A friend of mine taught me the game in a café, on a piece of paper. And I went to a few — it was the great era of Willie Mays. And I went to baseball games, but not often. A family with children took me to the game five or six times. And it was paradise, because Willie Mays was running as fast as the ball, I never saw a thing, and the excitement, nothing happened, and then everybody is on their feet. It was incredible, but sports has a language world of their own. And crafts are disappearing, and languages are disappearing with them.

 

The tools, for example, that a shoemaker uses, we don’t know these words anymore, because there are no shoemakers, you buy them already made. And the sports world has a lingo, a language.

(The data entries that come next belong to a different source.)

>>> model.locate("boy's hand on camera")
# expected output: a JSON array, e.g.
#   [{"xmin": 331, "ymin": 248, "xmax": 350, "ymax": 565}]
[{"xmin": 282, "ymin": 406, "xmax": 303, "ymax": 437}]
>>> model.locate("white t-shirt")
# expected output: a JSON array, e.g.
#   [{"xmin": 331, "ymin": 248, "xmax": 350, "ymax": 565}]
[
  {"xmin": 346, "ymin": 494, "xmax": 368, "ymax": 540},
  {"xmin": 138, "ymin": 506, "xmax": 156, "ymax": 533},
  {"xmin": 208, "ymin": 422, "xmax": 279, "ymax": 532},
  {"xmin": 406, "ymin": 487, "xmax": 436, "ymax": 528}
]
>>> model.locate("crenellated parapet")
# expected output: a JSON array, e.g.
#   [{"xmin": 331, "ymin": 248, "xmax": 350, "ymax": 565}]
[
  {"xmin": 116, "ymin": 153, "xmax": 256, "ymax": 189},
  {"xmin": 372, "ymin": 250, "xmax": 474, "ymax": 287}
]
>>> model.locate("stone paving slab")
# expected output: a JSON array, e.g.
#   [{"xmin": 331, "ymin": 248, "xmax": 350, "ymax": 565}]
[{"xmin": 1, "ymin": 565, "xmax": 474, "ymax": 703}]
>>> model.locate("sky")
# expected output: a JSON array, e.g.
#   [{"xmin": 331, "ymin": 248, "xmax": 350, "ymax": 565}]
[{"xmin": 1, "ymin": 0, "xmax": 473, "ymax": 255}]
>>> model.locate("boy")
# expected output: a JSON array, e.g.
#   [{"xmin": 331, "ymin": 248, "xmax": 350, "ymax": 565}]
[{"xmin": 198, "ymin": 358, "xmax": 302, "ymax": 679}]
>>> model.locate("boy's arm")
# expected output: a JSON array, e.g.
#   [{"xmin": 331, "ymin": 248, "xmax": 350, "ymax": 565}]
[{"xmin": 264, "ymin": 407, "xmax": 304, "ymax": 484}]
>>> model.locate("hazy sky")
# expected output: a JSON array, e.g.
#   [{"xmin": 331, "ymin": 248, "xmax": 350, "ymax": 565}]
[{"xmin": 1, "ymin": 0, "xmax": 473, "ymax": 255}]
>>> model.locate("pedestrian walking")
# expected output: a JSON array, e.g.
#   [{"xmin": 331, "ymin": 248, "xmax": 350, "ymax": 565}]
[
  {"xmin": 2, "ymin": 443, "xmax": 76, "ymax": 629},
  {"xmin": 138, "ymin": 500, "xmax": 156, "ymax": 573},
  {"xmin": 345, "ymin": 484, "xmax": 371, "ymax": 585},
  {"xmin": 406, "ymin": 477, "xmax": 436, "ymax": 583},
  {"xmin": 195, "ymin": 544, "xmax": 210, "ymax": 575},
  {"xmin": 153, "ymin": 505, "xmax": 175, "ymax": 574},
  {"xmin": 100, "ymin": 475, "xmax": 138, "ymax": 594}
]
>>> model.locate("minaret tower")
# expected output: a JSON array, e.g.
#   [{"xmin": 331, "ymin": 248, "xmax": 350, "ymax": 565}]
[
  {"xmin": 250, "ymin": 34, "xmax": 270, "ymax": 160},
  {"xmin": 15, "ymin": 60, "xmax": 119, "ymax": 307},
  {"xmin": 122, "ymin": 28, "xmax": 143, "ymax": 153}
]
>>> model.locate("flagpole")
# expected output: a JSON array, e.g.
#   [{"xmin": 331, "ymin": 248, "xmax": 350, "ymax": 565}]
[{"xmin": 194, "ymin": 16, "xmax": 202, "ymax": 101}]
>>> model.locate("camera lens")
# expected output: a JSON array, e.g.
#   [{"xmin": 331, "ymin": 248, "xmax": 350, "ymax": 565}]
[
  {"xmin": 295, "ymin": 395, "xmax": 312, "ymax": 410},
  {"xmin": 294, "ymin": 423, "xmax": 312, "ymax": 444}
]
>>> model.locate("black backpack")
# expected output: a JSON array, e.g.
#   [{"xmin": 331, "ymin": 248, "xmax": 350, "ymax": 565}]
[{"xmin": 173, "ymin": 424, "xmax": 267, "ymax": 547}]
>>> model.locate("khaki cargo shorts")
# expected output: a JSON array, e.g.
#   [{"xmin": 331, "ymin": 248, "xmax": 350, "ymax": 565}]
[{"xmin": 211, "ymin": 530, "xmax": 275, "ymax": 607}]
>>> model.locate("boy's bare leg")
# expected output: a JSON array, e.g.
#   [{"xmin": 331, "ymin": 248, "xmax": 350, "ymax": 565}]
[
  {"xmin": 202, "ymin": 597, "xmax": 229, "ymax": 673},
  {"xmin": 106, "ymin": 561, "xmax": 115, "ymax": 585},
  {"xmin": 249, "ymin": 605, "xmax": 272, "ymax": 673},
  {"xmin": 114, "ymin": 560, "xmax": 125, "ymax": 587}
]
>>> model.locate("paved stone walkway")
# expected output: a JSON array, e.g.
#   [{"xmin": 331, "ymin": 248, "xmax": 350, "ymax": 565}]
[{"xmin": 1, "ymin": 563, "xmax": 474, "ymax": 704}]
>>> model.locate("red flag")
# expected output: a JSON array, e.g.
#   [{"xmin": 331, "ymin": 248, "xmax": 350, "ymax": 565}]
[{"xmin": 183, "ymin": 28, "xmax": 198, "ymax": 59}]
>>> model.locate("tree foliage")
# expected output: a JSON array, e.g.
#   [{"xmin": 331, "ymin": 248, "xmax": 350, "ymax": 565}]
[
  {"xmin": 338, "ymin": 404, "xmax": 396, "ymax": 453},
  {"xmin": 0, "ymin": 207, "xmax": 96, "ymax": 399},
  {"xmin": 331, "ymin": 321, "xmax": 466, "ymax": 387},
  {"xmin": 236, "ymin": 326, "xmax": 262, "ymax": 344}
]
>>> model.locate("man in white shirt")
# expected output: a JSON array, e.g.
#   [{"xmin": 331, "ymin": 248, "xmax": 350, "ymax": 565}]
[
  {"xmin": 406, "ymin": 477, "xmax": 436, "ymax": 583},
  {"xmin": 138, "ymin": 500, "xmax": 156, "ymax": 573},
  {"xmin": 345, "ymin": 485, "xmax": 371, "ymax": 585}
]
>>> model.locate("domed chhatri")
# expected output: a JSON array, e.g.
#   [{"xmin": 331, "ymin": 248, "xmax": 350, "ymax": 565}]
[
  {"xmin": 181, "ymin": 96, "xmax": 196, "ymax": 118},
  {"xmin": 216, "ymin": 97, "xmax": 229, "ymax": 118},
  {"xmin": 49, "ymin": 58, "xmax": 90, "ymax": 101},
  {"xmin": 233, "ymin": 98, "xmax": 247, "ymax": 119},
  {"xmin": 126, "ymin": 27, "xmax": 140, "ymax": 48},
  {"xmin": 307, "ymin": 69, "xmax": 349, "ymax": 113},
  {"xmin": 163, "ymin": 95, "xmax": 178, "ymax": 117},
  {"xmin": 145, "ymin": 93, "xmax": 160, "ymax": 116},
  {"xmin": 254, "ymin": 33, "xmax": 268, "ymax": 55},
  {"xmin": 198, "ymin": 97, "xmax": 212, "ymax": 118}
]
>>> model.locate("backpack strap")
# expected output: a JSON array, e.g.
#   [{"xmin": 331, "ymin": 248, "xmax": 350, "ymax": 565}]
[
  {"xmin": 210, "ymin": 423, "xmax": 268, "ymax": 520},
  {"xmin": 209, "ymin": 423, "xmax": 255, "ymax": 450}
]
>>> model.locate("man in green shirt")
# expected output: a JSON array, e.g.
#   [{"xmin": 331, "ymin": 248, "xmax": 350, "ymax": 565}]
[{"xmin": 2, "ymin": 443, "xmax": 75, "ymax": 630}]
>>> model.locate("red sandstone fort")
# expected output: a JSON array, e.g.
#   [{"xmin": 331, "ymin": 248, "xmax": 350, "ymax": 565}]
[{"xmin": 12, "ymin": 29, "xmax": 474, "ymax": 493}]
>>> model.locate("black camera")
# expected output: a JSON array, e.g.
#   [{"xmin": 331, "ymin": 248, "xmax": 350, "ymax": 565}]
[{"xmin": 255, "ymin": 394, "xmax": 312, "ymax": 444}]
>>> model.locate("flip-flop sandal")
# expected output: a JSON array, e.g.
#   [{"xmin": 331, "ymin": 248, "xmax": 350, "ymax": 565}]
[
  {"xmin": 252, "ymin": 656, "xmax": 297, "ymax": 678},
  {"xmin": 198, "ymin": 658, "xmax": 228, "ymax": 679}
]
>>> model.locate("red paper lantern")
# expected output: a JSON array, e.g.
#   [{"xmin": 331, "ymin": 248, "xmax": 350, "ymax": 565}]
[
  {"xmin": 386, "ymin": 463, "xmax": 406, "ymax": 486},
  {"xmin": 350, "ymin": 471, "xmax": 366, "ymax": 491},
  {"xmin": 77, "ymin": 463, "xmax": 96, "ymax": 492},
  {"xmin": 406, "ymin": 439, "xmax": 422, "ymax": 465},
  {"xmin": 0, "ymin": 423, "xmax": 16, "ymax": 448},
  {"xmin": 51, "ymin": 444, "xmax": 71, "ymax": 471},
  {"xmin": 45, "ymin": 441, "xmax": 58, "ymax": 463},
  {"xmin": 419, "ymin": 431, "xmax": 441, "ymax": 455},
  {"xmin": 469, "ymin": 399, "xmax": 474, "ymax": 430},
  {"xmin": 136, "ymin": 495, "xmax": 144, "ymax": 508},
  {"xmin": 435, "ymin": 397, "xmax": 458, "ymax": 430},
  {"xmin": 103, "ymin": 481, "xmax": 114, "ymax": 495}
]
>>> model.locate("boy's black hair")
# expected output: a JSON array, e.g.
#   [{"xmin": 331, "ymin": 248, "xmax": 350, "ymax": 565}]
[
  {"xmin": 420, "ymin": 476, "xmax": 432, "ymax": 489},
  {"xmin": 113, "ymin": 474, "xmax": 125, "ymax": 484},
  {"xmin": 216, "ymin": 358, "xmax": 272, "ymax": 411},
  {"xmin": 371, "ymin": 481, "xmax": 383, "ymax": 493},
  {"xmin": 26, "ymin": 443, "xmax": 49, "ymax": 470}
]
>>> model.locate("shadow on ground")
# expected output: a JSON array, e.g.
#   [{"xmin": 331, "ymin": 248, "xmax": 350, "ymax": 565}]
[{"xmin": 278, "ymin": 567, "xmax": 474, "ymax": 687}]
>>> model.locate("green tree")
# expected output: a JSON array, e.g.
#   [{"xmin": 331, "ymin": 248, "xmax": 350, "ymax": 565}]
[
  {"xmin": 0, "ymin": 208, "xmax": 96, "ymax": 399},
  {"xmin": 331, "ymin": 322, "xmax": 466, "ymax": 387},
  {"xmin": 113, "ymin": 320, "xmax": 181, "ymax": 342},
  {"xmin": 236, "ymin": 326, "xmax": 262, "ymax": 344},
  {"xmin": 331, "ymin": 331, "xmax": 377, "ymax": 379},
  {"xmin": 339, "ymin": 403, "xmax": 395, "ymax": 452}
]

And in the ’60s, there was a Los Angeles Dodger announcer, not the Giants. And his — Scully, I think, was his name. And people, I wasn’t the only one — he had an accent, maybe he was from the South, I don’t know, and a way to cover the game, he was really a genius.

 

I went to so many poetry readings. ((Organs On The Outside)) I gave some and I went to listen. Nothing can beat Scully’s speech on the radio. That for me is great. What is poetry? Why shouldn’t that be poetry? It’s language that moves you in ways you can’t explain. And this announcement was hypnotic. And now we listen to the games through his eyes instead of the — although I was on the Giants’ side to win, but I listened to his side of the story. And when they had Giants-Dodgers championship sometimes or at least late in the season, so it tightened up. And Scully was incredible. And this is, for me, a great experience; artistic, philosophical experience, it’s not just entertainment.